Give someone a diamond, they have a diamond; give someone a machine that makes diamonds, they have diamonds for a lifetime.
There is an old Jewish parable about an island where diamonds are so plentiful that they are worthless. Reality is beginning to look a little more like this imagined island. With the rise of diamond-growing labs leading to increasingly affordable versions of these precious stones, consumers can now buy themselves machines to make their own for roughly the cost of a luxury sports car.
Chinese eCommerce marketplace Alibaba is now selling a synthetic diamond-making machine for $200,000 to consumers, as Ars Technica reported. The move plays into a broader trend of lab-grown diamonds becoming increasingly popular and — unfortunately for an industry built on the illusion of scarcity — more accessible.

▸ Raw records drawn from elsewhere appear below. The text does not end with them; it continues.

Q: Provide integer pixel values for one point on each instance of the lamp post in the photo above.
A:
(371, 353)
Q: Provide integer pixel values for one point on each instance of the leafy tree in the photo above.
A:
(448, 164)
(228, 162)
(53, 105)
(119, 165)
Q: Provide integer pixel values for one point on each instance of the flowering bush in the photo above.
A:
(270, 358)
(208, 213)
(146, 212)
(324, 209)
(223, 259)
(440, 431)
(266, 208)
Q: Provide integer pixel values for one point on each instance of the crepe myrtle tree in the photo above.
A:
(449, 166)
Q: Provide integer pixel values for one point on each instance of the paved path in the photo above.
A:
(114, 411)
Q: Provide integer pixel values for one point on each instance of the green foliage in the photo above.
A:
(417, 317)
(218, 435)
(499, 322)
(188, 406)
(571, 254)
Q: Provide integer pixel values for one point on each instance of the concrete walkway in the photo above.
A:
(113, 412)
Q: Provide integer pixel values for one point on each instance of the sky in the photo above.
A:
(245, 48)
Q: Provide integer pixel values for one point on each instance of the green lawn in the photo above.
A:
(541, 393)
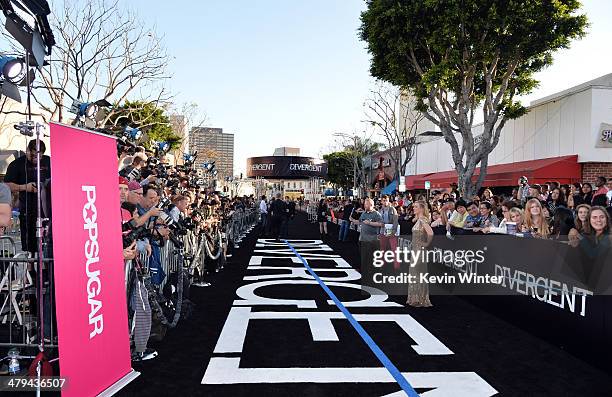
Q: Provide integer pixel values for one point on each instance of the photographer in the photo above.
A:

On its earnings call Thursday (Sept. 12), Signet Jewelers, owner of several popular jewelry retail banners such as Kay Jewelers, Zales and Jared, shared that lab-grown diamonds are coming to make up a larger portion of overall diamond sales. In the second quarter of fiscal year 2025, lab-grown diamond fashion jewelry sales rose more than 25% and drove average transaction value. Prices of these stones have been on the decline.
“Lab-created … [has] been broadly available in jewelry since 2019,” Signet Jewelers CEO Virginia Drosos told analysts during an earnings call. “So, the story of lab diamond pricing-dropping has been a consistent story over that time period … I don’t believe [consumers] have the expectation that it will hold its value necessarily over time in the same way that natural diamonds traditionally have. So, I think we’re seeing a more educated consumer over time about the difference.”

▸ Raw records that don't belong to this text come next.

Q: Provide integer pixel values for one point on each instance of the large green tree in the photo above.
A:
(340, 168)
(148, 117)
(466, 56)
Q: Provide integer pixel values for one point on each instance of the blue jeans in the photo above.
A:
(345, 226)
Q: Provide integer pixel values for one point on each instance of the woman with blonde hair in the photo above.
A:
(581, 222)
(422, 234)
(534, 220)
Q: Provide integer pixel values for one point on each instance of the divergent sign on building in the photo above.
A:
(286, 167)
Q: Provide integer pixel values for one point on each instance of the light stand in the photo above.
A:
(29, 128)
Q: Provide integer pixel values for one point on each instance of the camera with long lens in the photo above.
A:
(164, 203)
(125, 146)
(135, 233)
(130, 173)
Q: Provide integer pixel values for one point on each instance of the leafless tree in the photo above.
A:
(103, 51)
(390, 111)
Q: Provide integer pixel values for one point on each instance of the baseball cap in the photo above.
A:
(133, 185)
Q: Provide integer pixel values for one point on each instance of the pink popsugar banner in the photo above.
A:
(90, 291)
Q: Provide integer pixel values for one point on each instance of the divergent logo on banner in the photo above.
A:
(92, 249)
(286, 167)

Additionally, jeweler Pandora has been seeing young consumers increasingly buy these synthetic stones.
This demand for lab-grown diamonds, which tend to be more affordable, comes as shoppers feel budgetary pressures mount. Research from the “How Consumer Perception of Inflation Forces Many to Trade Down” edition of the PYMNTS Intelligence “New Reality Check: The Paycheck-to-Paycheck Report” series showed how consumers’ spending power is dwindling. Most consumers said their incomes have not kept pace with inflation.

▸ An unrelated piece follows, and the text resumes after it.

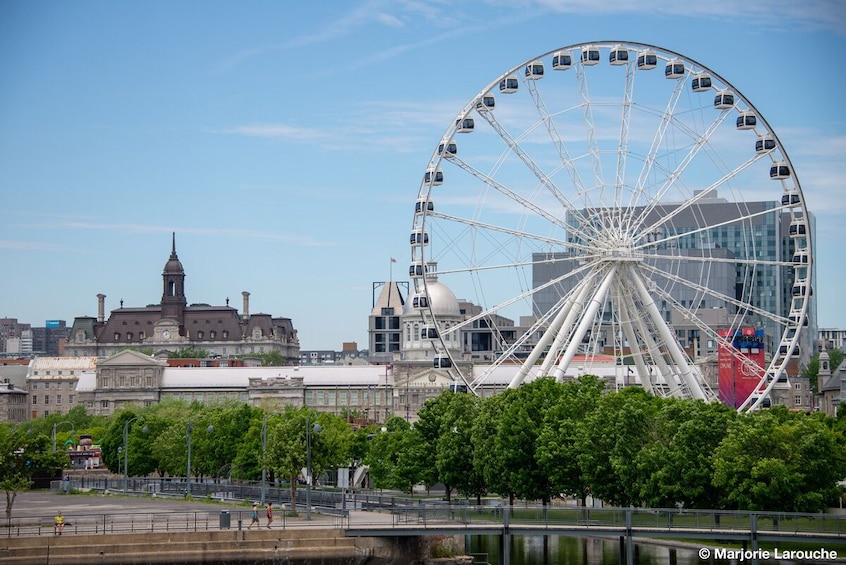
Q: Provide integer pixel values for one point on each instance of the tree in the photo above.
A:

These pressures are prompting consumers to cut back and trade down, the study found. Ninety-seven percent of those who live paycheck to paycheck with issues paying bills, 92% of paycheck-to-paycheck consumers without issues paying bills, and 73% of those who do not live paycheck to paycheck said they have changed their retail product purchasing behavior to cope with price increases. Against this backdrop, it makes sense that there would be more demand for lower-priced diamond options.
Overall, diamond selling is becoming more like mass-market retail. For instance, buying these precious stones is getting simpler and quicker.
“We’ve actually done what Amazon did with their Fulfillment by Amazon (FBA) program and taken some of that inventory and put it closer to our customers in Europe,” James Morgan, chief product officer at B2B jewelry marketplace Nivoda, told PYMNTS earlier this year. “So, there’s some that can actually be sourced with a delivery time of just one to two days.”